I, like most people not certified insane (or not having a death-wish) would be very comfortable with having the fruit of reprehensible research used to save me. You see, not so doing would be sort of like trying to put toothpaste back in the tube. The research has been done. The "cure" might or might not have been later been discovered by some "responsible/sensitive" means. But, no matter how, it's been found and to not use it would be to heap denigration on the losses already felt. But if one feels that is somehow "noble" then I wish them a death accompanied by sufficient pain that they feel justified in their stupidity.
What you actually meant was that you fear death and any means to artificially preserve your life. To you this is worth any amount of suffering, cruelty, any abomination . Its understandable. Youre white. Your people have always been afraid of nature.
 
What you actually meant was that you fear death and any means to artificially preserve your life. To you this is worth any amount of suffering, cruelty, any abomination . Its understandable. Youre white. Your people have always been afraid of nature.

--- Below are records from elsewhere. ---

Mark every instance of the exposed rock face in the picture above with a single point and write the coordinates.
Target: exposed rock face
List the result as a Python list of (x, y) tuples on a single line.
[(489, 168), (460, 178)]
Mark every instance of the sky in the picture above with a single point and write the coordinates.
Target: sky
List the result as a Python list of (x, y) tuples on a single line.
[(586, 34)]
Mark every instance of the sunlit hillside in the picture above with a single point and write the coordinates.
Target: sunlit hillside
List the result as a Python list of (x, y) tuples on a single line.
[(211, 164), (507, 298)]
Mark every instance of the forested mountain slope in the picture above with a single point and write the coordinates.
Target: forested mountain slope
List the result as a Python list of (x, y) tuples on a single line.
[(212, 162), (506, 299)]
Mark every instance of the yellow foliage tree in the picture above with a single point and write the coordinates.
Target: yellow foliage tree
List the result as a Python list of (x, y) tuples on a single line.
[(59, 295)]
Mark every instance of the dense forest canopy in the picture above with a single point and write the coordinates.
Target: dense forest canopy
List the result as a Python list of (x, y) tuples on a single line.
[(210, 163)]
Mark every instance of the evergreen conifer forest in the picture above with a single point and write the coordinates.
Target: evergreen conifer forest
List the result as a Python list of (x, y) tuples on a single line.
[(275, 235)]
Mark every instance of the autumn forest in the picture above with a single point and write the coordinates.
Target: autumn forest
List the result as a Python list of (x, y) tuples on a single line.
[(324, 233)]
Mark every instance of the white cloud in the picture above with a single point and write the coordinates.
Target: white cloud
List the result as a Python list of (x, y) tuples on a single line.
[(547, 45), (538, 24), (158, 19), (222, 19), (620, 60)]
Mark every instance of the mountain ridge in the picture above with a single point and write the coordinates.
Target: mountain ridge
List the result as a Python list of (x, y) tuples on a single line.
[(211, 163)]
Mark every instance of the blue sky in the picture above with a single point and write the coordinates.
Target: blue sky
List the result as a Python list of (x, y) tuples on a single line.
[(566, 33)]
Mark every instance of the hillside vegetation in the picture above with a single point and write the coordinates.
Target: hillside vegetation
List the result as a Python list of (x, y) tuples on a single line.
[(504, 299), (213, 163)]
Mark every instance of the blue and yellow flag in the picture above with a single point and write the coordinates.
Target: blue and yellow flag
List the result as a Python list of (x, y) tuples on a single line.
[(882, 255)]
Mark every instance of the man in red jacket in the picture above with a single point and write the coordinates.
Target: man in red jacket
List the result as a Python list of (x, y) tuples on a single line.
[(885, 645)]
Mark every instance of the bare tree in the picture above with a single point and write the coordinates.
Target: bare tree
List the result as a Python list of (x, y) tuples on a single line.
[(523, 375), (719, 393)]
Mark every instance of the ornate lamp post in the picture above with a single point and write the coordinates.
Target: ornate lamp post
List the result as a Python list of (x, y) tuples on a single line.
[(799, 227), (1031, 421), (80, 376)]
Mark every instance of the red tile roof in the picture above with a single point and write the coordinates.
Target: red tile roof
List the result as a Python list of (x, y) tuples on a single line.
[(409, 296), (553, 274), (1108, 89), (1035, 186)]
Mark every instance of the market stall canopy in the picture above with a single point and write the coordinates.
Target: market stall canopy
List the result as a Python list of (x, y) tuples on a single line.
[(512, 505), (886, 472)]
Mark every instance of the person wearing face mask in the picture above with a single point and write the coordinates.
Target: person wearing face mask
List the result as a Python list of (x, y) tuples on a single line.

One ought be upset by having a death-wish so long as it's sincere with no intent to chicken out toward the end. Be at peace......try it, you might like it!
 
What you actually meant was that you fear death and any means to artificially preserve your life. To you this is worth any amount of suffering, cruelty, any abomination . Its understandable. Youre white. Your people have always been afraid of nature.

One ought be upset by having a death-wish so long as it's sincere with no intent to chicken out toward the end. Be at peace......try it, you might like it!
What makes you think the opposite of not being afraid to die means you have a death wish? Odd sort of logic on display there.